The materials at the top of the triboelectric series will tend to transfer charge to those at the bottom. However, it’s important to note that just because a material is ranked higher doesn’t necessarily mean it will create a greater amount of charge transfer. The actual transfer of charge is influenced by various factors, including the smoothness of the surfaces in contact and the speed at which the two materials are separated.
For us to effectively understand the ESD phenomenon, we must recognize that many issues arise from materials with low charge mobility. This low mobility allows charges to accumulate on the surface of the materials, leading to a higher potential difference. For instance, if we take two conductors with high charge mobility and separate them, we won't observe any triboelectric charging. In this case, as soon as we begin to separate the materials, the charges will not accumulate but will return to their original state.Thus, our focus should shift to situations where an insulator comes into contact with a conductor.
We previously mentioned that static electricity arises from low charge mobility in materials, which means that the charges primarily exist at the material's surface rather than throughout its interior. In insulators, this localized charge does not disperse through the material; instead, it remains concentrated where it was generated. This behavior contrasts sharply with conductors, where charges can move freely across the surface. Consequently, when we ground an insulator, nothing occurs because the charges cannot migrate from their initial location. In contrast, grounding a conductor will effectively remove excess charges.
🔓 A key point to remember is that the charge typically originates in the insulator, where it remains stationary, and can then be transferred to a conductor either through direct contact or induction.
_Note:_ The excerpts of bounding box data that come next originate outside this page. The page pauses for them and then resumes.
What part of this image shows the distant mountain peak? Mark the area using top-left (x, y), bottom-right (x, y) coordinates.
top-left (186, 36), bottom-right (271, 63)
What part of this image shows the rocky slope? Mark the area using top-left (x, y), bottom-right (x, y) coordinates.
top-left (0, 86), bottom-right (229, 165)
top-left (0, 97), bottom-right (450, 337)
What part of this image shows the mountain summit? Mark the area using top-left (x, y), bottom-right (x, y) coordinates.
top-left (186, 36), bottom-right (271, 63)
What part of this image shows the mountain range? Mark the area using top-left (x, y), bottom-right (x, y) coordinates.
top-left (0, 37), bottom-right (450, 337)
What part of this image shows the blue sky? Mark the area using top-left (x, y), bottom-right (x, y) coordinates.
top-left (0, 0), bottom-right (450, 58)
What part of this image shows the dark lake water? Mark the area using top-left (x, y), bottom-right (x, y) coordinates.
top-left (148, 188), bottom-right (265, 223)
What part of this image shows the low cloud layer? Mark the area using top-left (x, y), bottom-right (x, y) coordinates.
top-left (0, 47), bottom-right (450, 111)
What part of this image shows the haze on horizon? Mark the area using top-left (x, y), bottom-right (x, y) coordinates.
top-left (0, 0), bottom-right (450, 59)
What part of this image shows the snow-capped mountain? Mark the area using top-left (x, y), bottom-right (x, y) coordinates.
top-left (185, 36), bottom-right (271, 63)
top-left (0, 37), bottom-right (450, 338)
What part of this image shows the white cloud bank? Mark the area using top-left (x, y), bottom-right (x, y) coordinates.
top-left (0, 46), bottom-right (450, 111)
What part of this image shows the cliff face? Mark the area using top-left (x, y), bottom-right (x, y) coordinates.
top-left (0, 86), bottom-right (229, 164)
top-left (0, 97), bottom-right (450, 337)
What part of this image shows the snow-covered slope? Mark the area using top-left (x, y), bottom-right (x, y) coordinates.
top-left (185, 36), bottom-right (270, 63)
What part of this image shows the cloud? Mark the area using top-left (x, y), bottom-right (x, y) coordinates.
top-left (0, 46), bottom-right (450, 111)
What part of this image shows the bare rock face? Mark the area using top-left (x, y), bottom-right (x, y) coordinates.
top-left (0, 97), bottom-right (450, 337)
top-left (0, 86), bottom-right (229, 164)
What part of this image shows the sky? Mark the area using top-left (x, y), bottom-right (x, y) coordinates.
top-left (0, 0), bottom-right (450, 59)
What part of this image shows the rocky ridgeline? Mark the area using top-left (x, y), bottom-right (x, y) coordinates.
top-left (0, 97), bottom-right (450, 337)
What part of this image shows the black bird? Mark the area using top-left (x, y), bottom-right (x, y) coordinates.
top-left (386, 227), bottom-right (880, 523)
Once the charge is present in the conductor, where it is free to move, the risk of electrostatic discharge increases, especially if this conductor is brought near another metallic object. In such cases, the potential for ESD becomes a significant consideration in circuit board design, and understanding these interactions is essential for preventing issues related to static electricity.
This process can happen even when the metallic object in question is not directly connected to an earth ground. The current can still flow through the parasitic capacitance that exists between the metal and the earth ground. This mechanism is essentially how transient events occur, operating on principles similar to those found in alternating current (AC) systems within a capacitor.
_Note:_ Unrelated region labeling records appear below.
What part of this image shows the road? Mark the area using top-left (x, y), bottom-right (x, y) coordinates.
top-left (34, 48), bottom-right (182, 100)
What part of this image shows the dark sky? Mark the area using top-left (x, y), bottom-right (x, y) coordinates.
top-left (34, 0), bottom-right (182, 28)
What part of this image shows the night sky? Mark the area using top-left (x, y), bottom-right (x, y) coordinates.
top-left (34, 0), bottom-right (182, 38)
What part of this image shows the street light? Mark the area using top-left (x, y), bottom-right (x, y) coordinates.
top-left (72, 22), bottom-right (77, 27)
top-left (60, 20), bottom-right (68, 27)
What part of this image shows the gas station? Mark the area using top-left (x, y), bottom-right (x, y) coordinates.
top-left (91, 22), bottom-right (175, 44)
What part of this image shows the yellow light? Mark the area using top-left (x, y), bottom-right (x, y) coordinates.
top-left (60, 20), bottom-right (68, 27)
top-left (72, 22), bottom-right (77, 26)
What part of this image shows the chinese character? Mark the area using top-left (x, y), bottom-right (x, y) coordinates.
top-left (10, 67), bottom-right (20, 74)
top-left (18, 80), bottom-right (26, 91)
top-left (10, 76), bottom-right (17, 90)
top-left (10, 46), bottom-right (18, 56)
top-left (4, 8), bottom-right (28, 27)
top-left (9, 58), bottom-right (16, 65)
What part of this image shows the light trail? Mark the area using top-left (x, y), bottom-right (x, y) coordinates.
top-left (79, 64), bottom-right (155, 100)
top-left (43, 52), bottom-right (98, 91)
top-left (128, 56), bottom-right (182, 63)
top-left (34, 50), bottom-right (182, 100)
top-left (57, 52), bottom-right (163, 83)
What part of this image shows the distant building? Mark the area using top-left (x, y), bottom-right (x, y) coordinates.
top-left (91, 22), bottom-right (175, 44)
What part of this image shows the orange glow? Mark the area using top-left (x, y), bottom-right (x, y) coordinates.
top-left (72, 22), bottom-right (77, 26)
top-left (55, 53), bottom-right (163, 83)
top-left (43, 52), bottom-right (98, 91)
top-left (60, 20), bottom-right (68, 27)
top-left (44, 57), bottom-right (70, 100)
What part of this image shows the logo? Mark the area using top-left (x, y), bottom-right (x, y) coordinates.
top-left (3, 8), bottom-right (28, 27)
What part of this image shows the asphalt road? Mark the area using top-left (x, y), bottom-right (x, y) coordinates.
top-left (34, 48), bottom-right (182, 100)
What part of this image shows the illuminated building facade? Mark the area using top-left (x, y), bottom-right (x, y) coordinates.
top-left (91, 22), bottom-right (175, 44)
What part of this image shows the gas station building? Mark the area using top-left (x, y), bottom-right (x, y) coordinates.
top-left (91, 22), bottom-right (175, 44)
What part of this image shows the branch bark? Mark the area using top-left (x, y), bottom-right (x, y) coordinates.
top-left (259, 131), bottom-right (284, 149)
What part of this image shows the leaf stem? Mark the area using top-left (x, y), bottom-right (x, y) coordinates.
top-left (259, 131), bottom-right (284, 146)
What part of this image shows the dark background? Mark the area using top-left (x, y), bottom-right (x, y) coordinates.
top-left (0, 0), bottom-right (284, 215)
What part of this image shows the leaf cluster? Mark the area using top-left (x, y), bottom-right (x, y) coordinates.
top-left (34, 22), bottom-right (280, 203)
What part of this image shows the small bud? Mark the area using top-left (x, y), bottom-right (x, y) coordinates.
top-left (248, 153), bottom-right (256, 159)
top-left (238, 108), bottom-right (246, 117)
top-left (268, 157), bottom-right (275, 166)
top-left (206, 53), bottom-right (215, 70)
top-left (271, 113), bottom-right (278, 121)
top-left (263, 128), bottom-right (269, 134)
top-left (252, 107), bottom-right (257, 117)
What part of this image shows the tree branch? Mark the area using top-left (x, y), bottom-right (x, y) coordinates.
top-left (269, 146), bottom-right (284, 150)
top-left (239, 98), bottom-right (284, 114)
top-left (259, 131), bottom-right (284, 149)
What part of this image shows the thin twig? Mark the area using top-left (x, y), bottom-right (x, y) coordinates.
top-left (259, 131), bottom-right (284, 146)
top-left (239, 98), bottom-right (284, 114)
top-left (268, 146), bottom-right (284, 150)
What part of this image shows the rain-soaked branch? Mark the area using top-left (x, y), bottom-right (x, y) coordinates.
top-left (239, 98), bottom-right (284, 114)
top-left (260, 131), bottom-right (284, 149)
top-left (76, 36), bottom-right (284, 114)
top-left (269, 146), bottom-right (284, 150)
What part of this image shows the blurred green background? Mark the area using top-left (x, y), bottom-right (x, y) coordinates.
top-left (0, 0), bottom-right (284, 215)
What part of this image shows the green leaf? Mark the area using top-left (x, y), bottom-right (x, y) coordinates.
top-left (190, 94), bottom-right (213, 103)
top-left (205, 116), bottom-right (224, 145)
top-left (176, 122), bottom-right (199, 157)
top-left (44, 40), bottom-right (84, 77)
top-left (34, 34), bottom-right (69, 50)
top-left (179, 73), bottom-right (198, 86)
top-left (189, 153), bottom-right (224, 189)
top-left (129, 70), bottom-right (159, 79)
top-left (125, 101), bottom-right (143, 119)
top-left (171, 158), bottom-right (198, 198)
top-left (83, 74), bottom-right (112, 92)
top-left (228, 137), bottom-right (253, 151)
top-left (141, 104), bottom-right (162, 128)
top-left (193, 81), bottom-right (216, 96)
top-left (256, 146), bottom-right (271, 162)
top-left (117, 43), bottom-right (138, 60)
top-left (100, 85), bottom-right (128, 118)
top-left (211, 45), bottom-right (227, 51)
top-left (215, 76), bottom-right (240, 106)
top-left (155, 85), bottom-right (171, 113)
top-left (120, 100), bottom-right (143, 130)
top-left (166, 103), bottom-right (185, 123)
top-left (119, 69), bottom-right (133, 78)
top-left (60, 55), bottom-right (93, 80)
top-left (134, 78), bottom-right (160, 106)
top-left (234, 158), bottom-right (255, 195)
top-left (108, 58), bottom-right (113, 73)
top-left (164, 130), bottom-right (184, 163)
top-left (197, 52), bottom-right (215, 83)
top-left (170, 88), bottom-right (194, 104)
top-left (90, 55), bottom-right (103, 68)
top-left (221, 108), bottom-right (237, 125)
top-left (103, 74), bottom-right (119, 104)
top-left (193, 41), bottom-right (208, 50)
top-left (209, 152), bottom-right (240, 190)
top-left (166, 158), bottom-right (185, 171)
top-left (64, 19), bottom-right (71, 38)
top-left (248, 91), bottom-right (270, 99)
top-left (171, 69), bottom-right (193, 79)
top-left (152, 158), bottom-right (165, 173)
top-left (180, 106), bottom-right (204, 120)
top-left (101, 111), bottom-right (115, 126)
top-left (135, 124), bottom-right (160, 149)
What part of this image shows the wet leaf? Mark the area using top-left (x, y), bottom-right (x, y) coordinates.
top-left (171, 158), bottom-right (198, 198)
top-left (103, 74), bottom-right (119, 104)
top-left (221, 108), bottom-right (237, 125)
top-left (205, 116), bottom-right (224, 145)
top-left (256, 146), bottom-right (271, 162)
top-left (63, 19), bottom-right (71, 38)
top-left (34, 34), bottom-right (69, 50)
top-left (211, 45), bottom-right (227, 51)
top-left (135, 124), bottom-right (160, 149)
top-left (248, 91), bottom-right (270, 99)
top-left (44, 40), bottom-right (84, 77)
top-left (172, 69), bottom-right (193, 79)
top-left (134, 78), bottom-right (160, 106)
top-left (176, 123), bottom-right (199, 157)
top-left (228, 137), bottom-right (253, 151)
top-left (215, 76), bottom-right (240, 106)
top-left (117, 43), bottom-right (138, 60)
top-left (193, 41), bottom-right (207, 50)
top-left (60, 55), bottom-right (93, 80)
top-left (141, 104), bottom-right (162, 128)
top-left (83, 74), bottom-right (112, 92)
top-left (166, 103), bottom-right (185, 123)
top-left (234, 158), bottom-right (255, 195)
During an ESD event, the current does not travel through the protective earth connection, which is often represented by the green and yellow wire. This wire presents a high impedance to the ESD discharge. Instead, the ESD charge flows through the parasitic capacitance formed between the metallic object and the earth ground, effectively acting like a capacitor.
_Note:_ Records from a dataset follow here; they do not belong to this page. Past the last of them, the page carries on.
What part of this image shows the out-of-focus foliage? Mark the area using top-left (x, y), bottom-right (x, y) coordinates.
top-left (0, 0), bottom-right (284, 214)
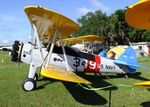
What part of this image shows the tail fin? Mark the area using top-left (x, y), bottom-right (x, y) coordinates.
top-left (114, 46), bottom-right (145, 69)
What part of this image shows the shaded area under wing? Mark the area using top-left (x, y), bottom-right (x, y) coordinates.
top-left (41, 65), bottom-right (91, 84)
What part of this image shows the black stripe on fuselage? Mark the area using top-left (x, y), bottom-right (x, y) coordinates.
top-left (53, 46), bottom-right (95, 61)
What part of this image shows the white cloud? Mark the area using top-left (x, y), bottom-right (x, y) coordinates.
top-left (77, 0), bottom-right (110, 15)
top-left (0, 14), bottom-right (20, 22)
top-left (0, 26), bottom-right (14, 32)
top-left (90, 0), bottom-right (110, 12)
top-left (77, 7), bottom-right (95, 15)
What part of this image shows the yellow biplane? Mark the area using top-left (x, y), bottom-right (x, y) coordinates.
top-left (125, 0), bottom-right (150, 87)
top-left (57, 35), bottom-right (104, 54)
top-left (11, 6), bottom-right (144, 91)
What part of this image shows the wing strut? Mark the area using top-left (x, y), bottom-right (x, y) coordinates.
top-left (45, 29), bottom-right (69, 71)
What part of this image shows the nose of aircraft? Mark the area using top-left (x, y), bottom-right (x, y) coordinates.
top-left (11, 40), bottom-right (21, 62)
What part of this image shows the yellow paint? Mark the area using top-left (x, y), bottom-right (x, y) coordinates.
top-left (24, 6), bottom-right (80, 37)
top-left (57, 35), bottom-right (104, 45)
top-left (107, 46), bottom-right (125, 59)
top-left (41, 65), bottom-right (91, 84)
top-left (125, 0), bottom-right (150, 30)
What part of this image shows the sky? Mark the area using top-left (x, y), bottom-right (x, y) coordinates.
top-left (0, 0), bottom-right (139, 46)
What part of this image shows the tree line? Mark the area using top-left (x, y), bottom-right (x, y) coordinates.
top-left (70, 9), bottom-right (150, 46)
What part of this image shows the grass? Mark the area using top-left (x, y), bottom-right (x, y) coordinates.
top-left (0, 52), bottom-right (150, 107)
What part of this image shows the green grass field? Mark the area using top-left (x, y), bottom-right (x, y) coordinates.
top-left (0, 52), bottom-right (150, 107)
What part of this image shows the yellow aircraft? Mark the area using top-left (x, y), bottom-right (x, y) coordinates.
top-left (125, 0), bottom-right (150, 30)
top-left (11, 6), bottom-right (144, 91)
top-left (57, 35), bottom-right (104, 54)
top-left (125, 0), bottom-right (150, 87)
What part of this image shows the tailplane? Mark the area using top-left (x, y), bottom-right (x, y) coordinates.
top-left (114, 46), bottom-right (146, 69)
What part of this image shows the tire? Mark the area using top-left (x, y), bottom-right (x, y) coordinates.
top-left (34, 73), bottom-right (39, 81)
top-left (22, 78), bottom-right (36, 91)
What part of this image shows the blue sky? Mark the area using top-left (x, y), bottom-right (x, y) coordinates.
top-left (0, 0), bottom-right (139, 45)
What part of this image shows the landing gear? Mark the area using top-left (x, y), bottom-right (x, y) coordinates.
top-left (22, 78), bottom-right (36, 91)
top-left (34, 73), bottom-right (39, 81)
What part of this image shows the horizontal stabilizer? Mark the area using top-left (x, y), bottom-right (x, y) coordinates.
top-left (114, 60), bottom-right (147, 68)
top-left (133, 81), bottom-right (150, 87)
top-left (114, 46), bottom-right (146, 68)
top-left (41, 65), bottom-right (91, 84)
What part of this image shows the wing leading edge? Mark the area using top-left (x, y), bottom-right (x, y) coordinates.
top-left (41, 65), bottom-right (91, 84)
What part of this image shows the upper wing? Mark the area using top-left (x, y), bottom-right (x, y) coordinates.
top-left (41, 65), bottom-right (91, 84)
top-left (24, 6), bottom-right (80, 38)
top-left (58, 35), bottom-right (104, 45)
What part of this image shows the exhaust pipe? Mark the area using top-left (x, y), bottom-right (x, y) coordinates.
top-left (11, 40), bottom-right (23, 62)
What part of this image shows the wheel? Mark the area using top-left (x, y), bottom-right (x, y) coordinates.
top-left (34, 73), bottom-right (39, 81)
top-left (22, 78), bottom-right (36, 91)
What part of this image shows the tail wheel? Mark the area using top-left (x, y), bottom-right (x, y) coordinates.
top-left (22, 78), bottom-right (36, 91)
top-left (34, 73), bottom-right (39, 81)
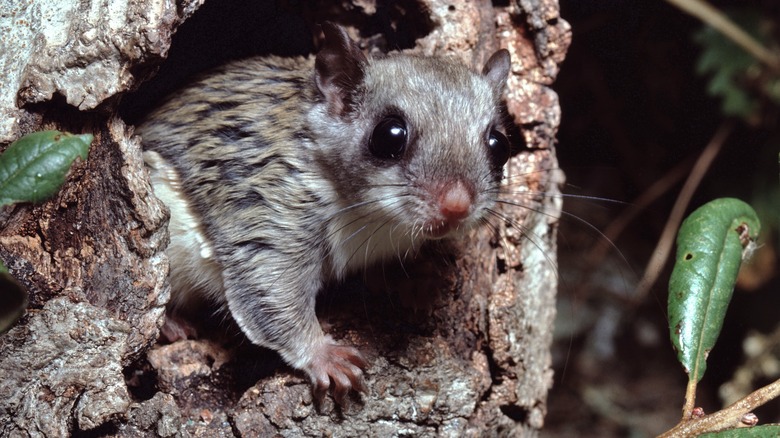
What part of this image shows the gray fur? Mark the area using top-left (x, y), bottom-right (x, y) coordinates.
top-left (137, 24), bottom-right (509, 400)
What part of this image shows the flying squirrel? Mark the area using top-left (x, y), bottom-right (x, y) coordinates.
top-left (136, 23), bottom-right (510, 402)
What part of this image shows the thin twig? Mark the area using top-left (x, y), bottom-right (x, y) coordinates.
top-left (659, 379), bottom-right (780, 438)
top-left (636, 122), bottom-right (734, 302)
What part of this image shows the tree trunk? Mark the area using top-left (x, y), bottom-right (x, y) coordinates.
top-left (0, 0), bottom-right (570, 436)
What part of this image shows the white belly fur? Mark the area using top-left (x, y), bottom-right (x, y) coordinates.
top-left (144, 151), bottom-right (225, 310)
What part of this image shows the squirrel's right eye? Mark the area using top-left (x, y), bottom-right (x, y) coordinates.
top-left (368, 116), bottom-right (408, 159)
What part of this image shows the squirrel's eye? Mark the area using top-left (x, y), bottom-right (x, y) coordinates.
top-left (487, 129), bottom-right (510, 169)
top-left (368, 116), bottom-right (408, 159)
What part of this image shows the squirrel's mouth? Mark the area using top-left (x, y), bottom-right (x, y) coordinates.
top-left (422, 219), bottom-right (461, 239)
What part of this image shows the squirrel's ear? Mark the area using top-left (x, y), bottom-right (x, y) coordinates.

This explains why we can sometimes feel an ESD event, for example, when we touch a door handle that is not directly connected to earth ground. The sensation arises due to the capacitance between the door handle and the earth ground.
When we consider a charged element, whether it is an insulator or a conductor, it will create a static electric field around it due to the presence of these charges. If this charged object is brought near another neutral conductor, it induces polarization or displacement of charges within the neutral conductor. This means that the charges in the neutral conductor will begin to align in a specific direction to counterbalance the applied charge from the charged object, effectively creating its own electrostatic field.